I am seeing issues with our sidekiq process where jobs are stuck after sidekiq isn’t shutdown correctly. According to the sidekiq wiki this can happen due to sidekiq not being shutdown correctly. Batches · mperham/sidekiq Wiki · GitHub
- If you find that batches are stuck with Pending jobs, especially right around a deployment, verify you are gracefully restarting Sidekiq as designed: send TSTP as early as possible, TERM as late as possible, and never use kill -9.
- Seeing "positive pending" batches but can't find those pending jobs? They are likely in a super_fetch private queue. This can happen if your deploys are misconfigured and creating orphaned jobs. Check your -t shutdown timeout value (default: 25) and make sure your deploy tool is giving Sidekiq at least N+5 (i.e. 30) seconds before killing the process.
Hey kcoleman_hb!
When currently running containers are shutdown, we use the Docker defaults to stop the container.
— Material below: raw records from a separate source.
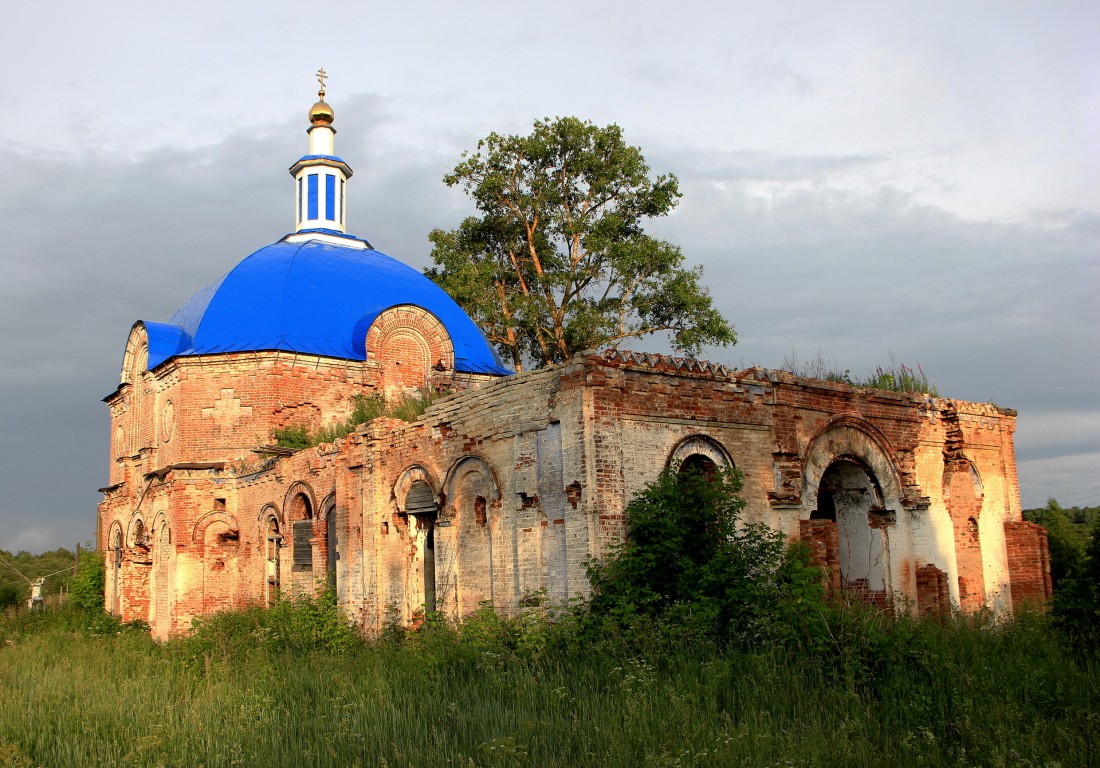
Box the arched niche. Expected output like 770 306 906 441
107 521 124 615
118 325 151 455
191 511 240 543
120 324 150 386
150 511 172 540
362 305 454 396
444 455 501 613
126 512 149 549
443 455 501 522
149 511 174 639
200 516 240 615
943 457 986 608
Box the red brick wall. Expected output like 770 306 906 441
916 563 951 620
799 519 841 594
1003 521 1052 610
944 461 986 609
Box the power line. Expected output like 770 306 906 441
38 564 78 580
0 552 31 585
0 553 78 586
1056 485 1100 503
1064 493 1100 508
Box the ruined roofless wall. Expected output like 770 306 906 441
332 348 1039 625
102 347 1048 636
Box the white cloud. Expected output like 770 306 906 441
9 526 56 555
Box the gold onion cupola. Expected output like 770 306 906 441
289 68 353 233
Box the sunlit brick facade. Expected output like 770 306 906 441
100 345 1051 639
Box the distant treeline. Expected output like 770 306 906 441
0 547 80 607
1023 500 1100 589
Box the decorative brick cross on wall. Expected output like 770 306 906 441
202 388 253 426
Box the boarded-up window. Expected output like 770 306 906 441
292 520 313 571
406 481 436 515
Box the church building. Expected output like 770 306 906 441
99 80 1051 639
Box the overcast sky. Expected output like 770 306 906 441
1 1 1096 553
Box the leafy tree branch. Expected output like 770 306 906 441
427 117 735 371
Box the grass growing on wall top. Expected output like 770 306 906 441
782 351 939 396
273 389 442 449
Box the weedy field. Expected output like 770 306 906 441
4 473 1096 767
0 601 1096 768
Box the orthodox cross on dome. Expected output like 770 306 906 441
316 67 328 98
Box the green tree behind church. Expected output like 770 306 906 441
427 117 735 371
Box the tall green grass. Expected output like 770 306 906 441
0 605 1096 767
781 351 939 396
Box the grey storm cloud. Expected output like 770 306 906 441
1 115 1096 552
0 1 1096 551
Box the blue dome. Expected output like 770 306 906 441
142 234 511 375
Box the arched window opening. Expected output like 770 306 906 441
324 499 338 591
678 453 719 481
674 453 726 543
109 526 123 615
290 493 313 573
405 480 438 613
815 457 889 602
265 516 282 606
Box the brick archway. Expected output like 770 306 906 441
667 435 734 473
801 418 902 514
800 418 903 606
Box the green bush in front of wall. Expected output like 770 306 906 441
583 464 829 649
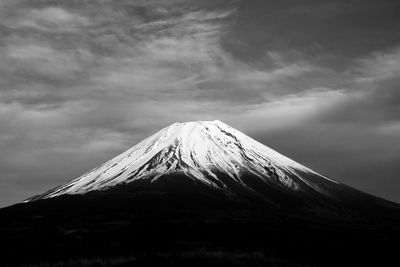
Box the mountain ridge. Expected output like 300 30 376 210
26 120 339 202
25 120 399 216
3 120 400 267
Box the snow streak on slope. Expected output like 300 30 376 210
27 120 338 201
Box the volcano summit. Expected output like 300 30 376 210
28 120 336 200
26 120 353 204
25 121 396 213
1 121 400 267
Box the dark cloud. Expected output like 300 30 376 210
0 0 399 207
222 0 400 69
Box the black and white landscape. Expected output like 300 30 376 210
1 1 400 266
1 120 400 266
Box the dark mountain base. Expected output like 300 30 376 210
1 175 400 267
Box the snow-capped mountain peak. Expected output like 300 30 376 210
27 120 338 201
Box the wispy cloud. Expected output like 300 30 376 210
14 7 90 32
355 46 400 83
234 88 347 132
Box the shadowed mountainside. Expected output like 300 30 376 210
2 121 400 266
1 173 400 267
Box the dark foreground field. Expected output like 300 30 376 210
1 178 400 267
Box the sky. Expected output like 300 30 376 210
0 0 399 207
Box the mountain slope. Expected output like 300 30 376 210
28 120 339 201
26 120 398 215
2 120 400 267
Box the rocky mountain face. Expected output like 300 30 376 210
2 120 400 267
27 120 350 204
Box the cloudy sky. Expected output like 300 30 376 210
0 0 399 207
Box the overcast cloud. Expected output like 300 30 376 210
0 0 399 207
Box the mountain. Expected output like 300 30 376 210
27 120 322 198
1 120 400 267
25 120 388 210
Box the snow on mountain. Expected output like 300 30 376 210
26 120 339 201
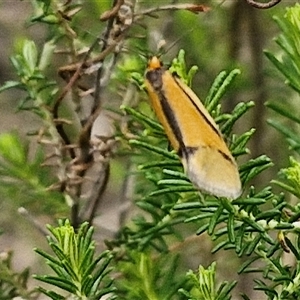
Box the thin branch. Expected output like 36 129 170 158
245 0 281 9
58 32 126 76
53 38 100 159
54 32 127 162
136 3 210 17
86 162 110 224
18 207 48 236
100 0 124 21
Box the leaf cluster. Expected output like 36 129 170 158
0 132 65 213
34 220 115 300
265 4 300 153
0 250 38 299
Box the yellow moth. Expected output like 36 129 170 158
144 56 242 199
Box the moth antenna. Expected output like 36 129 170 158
163 27 196 55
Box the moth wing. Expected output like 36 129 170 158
182 146 242 199
173 77 241 199
145 60 242 199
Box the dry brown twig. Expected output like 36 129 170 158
136 3 210 17
53 1 134 227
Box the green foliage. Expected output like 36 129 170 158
169 49 199 86
0 132 64 212
34 220 115 300
266 101 300 153
265 4 300 153
0 251 39 299
264 4 300 94
179 262 236 300
0 39 58 115
272 157 300 198
116 251 186 300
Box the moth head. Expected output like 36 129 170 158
148 56 163 70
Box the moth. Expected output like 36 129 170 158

This means that we run a docker stop
command, which issues a SIGTERM
to PID 1, followed by a SIGKILL
to all running processes after 10 seconds if the container still has not stopped.
If you jobs are taking more than 10 seconds to stop and re-queue, we’ve seen another client successfully use an approach where you use the before_release
commands in .aptible.yml to quiet your Sidekiq workers ahead of the step in a deploy where any container would be asked to stop. This mean you can take up to 30 minutes (the timeout on before_release) to be sure your jobs have stopped properly, and then continue with deploy. The only downside of that approach is you have to be careful to un-quiet your workers if your before_release commands fail after quieting. If your jobs are being orphaned/need more reliable execution, you may also want to take a look at Sidekiq Pro’s super_fetch
as well.
— Michael